From the correlarion matrix, we can observe a correlation between income and spsepay as well as othinc. Let's analyze them.


```{r inc1, echo=TRUE}
ggplot(data=sleep75,aes(lothinc, earns74, color = factor(male))) +
  geom_point() +
  geom_smooth(method = lm)
```

There is some negative correlation between these variables, but it is not very strong:

```{r othcor, echo=TRUE}
cor(lothinc,earns74)
```


```{r inc2, echo=TRUE}
ggplot(data=sleep75,aes(spsepay, earns74)) +
  geom_point() +
  geom_smooth(method = lm) +
  ggtitle("Spouse pay vs income")
```

The correlation between earnings and spouse's earnings is just 0.2433.
```{r spscor, echo =TRUE}
cor(spsepay,earns74)
```

To sum it up, it is quite difficult to state what impacts the income as it is influenced by many variables. It is also hard to create an accurate linear model for it.

## Creating a final version of the model

In this case I want to consider a model defined by the equation:
sleep =  β0 + β1 x totwork + β2 x educ + β x age + u

```{r comp model, echo=TRUE}
model3<-lm(slpnaps ~ totwrk + educ + age, data = sleep75)
summary(model3)
```
As you can see, more education leads to less sleep and nap time. If we assume that the difference between high school and college is four years, than the sleep time of a person who graduated from college would be 4*16,87 = 67,48 minutes per week lower than a person's who graduated from high school.

The coefficient for age is positive, so the increase in age leads to an increase in the sleep time(although it is not very significant). 

```{r age}
ggplot(data=sleep75,aes(age,slpnaps,color = factor(male)) ) +
  geom_point() +
  geom_smooth(method = lm) +
  ggtitle("Age vs sleep and nap time for both sexes")
  
```

Including age and education in the model increased the R-squared from 0.1173 to 0.1354. However, it is still a pretty weak correlation since the three variables only explain around 13,5% variation in sleep and nap time.

The RSE of this model is 465.1, which gives us the error rate of value 13,7%.
It is a little bit better than in the simple model, where the error rate was ~13,85%
```{r rse2, echo true}
sigma(model3)/mean(sleep75$slpnaps)
```

## Diagnostic plots of the regression model

```{r model3}
plot(model3)
```


When it comes to the diagnostics plots, the Residuals vs Fitted looks OK and so does the Normal Q-Q, which means the residuals have a roughly linear pattern and are normally distributed.

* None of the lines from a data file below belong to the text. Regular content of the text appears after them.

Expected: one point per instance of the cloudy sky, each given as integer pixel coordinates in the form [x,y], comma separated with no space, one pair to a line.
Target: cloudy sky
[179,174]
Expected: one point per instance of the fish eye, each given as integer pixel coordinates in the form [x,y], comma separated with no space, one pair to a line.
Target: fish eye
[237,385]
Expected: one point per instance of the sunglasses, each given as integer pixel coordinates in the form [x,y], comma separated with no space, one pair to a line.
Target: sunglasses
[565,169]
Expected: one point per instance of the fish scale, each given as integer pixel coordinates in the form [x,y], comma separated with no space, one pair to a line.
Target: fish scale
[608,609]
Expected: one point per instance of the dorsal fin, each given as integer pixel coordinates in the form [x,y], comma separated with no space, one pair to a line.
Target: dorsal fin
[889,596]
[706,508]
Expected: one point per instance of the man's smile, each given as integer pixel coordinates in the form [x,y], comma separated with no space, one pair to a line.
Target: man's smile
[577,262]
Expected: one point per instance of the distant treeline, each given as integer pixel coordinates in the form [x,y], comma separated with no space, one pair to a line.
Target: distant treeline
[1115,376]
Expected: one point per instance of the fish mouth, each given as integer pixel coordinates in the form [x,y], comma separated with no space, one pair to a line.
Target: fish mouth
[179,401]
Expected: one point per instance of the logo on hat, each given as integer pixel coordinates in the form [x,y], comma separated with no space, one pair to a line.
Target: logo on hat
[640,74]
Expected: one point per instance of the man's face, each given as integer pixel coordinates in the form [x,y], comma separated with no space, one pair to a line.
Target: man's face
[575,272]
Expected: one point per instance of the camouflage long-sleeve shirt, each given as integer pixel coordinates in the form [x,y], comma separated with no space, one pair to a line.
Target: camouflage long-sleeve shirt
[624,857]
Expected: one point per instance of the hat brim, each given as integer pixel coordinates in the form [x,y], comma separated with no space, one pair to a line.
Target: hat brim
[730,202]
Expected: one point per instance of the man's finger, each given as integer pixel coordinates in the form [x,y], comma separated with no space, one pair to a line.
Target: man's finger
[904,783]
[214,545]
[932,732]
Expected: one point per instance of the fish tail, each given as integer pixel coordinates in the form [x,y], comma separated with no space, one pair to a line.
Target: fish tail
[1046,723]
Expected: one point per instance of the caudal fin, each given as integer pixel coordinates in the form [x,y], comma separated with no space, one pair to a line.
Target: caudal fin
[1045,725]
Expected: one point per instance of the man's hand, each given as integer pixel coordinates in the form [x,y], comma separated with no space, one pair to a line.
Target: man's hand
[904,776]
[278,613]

The Scale-Location and Residuals vs Leverage are also not bad.

Overall, even though it is far from perfect, this model seems to be quite good. 

## Conclusion 

The only factor that seems to significantly affect sleeping time is the total work time. Because of the low correlation coefficients, it it hard to state what else might influence the sleep time. However, these models show that sleep is at least partially a consumer's choice and is influenced by the same variables as our other uses of time.